Penny and Eve looked at each other for a few seconds, as if telepathically discussing the situation.
“It’s okay,” Eve said. “We’re already here, right?”
“We could try waiting out the smoke somewhere,” Penny said, a little bit more rationally.
“There’s a café right by the gate,” Maaya said, pointing past two girls who looked like they had entered reality through a portal to a magical girl anime.
Maaya was pointing at a neon sign for Hoshino Coffee, which had a large orange tea kettle with a big H on it as part of its logo.
“Coffee sounds good!” Eve said. “Maybe they’ll have hot chocolate for Penny.”
Penny was slightly embarrassed by how much that comment made her sound like a kid.
“I’ll have coffee, too,” she said, almost defensively.
“Okay, let’s all drink coffee!” Maaya said enthusiastically, and led them towards the stairs that went down to the café.
A trio of young adults in their early twenties were blocking the entrance to the stairs, too caught up in their conversation to realise they were in the way. Maaya apologised in Japanese as she pressed past them, and one of the young adults apologised back, in such an exaggeratedly formal way that his friends laughed at him.
Penny and Eve followed Maaya down to the café entrance as the young adults continued laughing at the top of the stairs.
The café interior had a cozy atmosphere with warm lighting and exposed brick walls, along with classy coffee-themed decorations and framed prints.
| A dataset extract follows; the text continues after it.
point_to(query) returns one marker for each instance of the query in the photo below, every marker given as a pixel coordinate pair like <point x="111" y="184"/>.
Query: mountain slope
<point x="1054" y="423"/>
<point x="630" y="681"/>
Maaya put up three fingers when the waitress greeted them by the front counter, and she led the girls to a table a little over halfway through the café.
This time Eve sat with Penny, and Penny wondered if it was so Eve could look at Maaya while she drank her coffee. The waitress handed them English menus, and Maaya took the Japanese menu that was already on the table.
All three quietly looked over the menus, until Eve gasped.
“Look at all the puddings!”
The pudding section came complete with professionally-photographed pictures of each pudding, and each photo could’ve been framed and hung up on the café’s walls. They all looked so fancy and delicious that Eve started tearing up slightly.
“It’s a wonderland,” Eve said.
Eve selected the Showa retro-style pudding, which came with what looked like a thin layer of melted caramel and topped with whipped cream. As she was the only one to order food, she offered to share it with everyone.
The waitress returned and took their orders, and then took the menus back as well. Penny excused herself from the table to use the washroom, which was located near their table.
Penny entered the washroom as Eve excitedly and loudly anticipated the pudding behind her. In the washroom was what would be one of Penny’s greatest challenges yet: a Japanese toilet, with a hundred buttons and no clear flushing mechanism, with none of the labels in English.
“Oh no oh no oh no,” Penny said, the most terrified she had been the whole trip, including what had been her first airplane flight.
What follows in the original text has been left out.